Last Monday afternoon, a trailer appeared on Facebook. The video, set to the raspy realness of Bibi Bourelly’s “Ego,” starts with a wide-pan shot over the Margaret Hunt Hill Bridge. Viewers are then taken on a ride-along with Dallas producer J. Rhodes as he makes his way from Oak Cliff to his Deep Ellum production studio.
As Rhodes enters his studio and shuts the door behind him, the camera zooms out abruptly, the screen fades to black and the words “These Beats Ain’t Free” pop into view. It seems Rhodes’ already long resume is due for an update — one to include the titles of a screenwriter and actor.
When we last checked in on Rhodes, he was basically taking the music world by storm. Over the last year, he's been repeatedly awarded by the industry for his production talents and he’s touring to promote his book, These Beats Ain’t Free. "I’ve always been a writer,” Rhodes says. "I’m not just a producer, I’m not just an artist."
Rhodes and his business partner, Kory D. Williams were sitting in the studio, throwing around the idea of doing a documentary series on producers. Williams, a Fort Worth-based photographer, videographer and high school media technology teacher, met Rhodes while they were both attending the University of North Texas and the two remained friends.
Rhodes says he was plagued by a nagging sense of creative urgency while mulling over angles for the documentary. “At first we were just going to do a documentary series — which we’ll still probably do — but a lot of people kind of do those," he says. "And even if it’s cool, it’s really expected. We just wanted to make something unexpected.”
It was then, Rhodes said to Williams, “What if we did a show where we really bring people into the world of music producers, in a cool way?” So, in true creative fashion, the pair jumped in headfirst and began to brainstorm. And the result was something altogether different for both artists: a web-based miniseries.
The primary focus of the show, which is set to premiere on August 1, will be to give viewers an insider’s look into what music producers face away from the awards shows. Viewers will watch Rhodes’ creative process as he develops new beats. “There are so many reasons why we’re doing the show, but that’s the first reason,” Rhodes says. “[Fans] don’t see your day-to-day, they don’t see the struggle. Sometimes, they only see the music that you’ve got out. They don’t see the beats that don’t see the light of day. They don’t understand the dedication in the craft that you have to do.”
Rhodes describes his vision for TBAF as a combination of the character development in HBO’s Entourage and the perfect grasp of culture seen in The Wire, but composed in the same vein as Issa Rae’s YouTube-based series, The Misadventures of an Awkward Black Girl. And taking a page out of Rae’s rise to the Home Box Office, Rhodes and Williams hope to build enough of a series following to attract the attention of network television.

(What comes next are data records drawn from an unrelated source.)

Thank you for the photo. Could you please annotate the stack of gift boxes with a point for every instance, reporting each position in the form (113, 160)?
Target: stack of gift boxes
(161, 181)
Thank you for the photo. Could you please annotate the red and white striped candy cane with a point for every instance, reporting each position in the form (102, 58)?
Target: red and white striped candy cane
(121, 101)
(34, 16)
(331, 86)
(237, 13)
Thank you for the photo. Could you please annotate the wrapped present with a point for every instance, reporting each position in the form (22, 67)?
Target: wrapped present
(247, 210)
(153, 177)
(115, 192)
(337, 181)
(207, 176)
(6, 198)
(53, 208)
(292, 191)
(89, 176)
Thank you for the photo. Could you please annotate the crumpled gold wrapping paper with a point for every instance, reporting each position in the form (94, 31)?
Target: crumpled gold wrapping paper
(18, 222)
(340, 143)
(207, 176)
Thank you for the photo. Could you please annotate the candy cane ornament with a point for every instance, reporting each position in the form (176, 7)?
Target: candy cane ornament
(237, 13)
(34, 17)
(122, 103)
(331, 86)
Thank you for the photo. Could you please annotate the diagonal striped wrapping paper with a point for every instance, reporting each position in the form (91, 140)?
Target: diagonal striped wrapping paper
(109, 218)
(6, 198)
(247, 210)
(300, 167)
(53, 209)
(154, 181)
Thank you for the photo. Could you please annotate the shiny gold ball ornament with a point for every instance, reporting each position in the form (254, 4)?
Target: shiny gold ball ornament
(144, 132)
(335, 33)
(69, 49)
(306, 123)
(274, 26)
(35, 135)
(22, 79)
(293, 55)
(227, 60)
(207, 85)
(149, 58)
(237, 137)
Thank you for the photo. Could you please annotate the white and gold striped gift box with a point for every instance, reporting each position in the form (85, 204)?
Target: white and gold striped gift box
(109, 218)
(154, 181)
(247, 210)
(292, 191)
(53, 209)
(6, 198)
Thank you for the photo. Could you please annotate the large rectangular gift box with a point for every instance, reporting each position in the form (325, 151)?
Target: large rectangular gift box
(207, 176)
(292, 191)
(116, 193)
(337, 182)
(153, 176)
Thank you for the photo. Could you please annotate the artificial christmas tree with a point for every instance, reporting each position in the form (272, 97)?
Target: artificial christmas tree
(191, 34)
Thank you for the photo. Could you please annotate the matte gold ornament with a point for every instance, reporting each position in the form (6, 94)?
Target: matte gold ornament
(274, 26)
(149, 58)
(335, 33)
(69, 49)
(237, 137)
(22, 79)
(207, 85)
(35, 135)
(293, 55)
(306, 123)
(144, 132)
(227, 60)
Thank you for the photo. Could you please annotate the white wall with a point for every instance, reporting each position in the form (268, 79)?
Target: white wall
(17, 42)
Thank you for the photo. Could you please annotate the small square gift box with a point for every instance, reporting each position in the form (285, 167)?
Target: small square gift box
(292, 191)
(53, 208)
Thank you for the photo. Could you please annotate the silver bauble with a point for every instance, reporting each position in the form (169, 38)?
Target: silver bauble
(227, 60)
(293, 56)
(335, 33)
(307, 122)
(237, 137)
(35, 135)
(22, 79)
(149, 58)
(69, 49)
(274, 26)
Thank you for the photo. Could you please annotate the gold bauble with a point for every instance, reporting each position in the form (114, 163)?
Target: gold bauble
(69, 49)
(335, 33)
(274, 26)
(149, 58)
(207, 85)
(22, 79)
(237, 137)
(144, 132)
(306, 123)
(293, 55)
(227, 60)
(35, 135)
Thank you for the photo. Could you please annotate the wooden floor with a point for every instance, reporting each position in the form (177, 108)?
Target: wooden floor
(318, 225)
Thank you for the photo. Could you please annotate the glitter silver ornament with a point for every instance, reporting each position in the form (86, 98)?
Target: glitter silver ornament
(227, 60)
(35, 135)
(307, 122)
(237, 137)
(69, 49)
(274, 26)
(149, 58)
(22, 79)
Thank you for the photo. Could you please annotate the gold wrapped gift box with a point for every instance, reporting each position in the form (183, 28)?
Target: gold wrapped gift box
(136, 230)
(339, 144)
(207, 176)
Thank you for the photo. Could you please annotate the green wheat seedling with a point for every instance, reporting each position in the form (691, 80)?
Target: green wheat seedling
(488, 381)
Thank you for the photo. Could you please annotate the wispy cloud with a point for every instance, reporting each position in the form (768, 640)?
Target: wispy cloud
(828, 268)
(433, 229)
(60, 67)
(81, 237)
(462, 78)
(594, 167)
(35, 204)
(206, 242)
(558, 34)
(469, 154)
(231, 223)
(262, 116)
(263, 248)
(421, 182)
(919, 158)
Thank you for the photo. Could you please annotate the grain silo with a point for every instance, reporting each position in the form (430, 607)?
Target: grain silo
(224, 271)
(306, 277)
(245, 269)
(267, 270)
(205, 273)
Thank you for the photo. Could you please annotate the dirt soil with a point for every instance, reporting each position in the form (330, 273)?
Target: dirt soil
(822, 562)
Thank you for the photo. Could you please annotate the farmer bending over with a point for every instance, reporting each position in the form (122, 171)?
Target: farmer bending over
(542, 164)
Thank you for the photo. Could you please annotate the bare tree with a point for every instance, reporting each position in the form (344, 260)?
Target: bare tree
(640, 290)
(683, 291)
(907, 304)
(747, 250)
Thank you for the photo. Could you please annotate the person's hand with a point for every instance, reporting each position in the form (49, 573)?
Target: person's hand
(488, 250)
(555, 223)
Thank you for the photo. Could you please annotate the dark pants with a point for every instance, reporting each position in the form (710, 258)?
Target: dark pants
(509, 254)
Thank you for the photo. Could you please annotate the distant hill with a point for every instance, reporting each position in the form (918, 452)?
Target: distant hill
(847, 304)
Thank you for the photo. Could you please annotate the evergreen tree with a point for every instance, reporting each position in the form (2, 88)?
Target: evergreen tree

On the visual side of things, Williams says, “At this point, right now, we’re trying to establish a certain look for the series.” He continues, “We want it to be funny, like Entourage, we want it to be extremely meaningful for photographers, writers and producers and we want it to be informational as well.”
The challenge though, is that this is completely new territory for both Williams and Rhodes. Williams, for example, has been a photographer since 2008, but only took up videography this past year. So, to him, the art of directing and creating scripts has been keeping him on his toes. “This is my first time doing something of this caliber,” Williams says. “To be honest, we’re amateurs. We don’t have screenwriters — we’re kind of winging it. I’m kind of learning as I go, but,” he adds with an assured laugh, “I’m a pretty fast learner.”
At the end of the day, Williams and Rhodes want to create something that will allow viewers an all-encompassing look inside the world of music production. It is their hope that by doing so, the series might help to inspire an up-and-coming music producer to take the next big step in their career. But not only that, both of the shows creators are dedicated to shining a light on Dallas, as a whole. As signified by the iconic bridge in the trailer.
“Even though this show is about music, you’re going to see Dallas culture like you’ve never seen it before," he says. "Because we are that and we’re going to embody that.”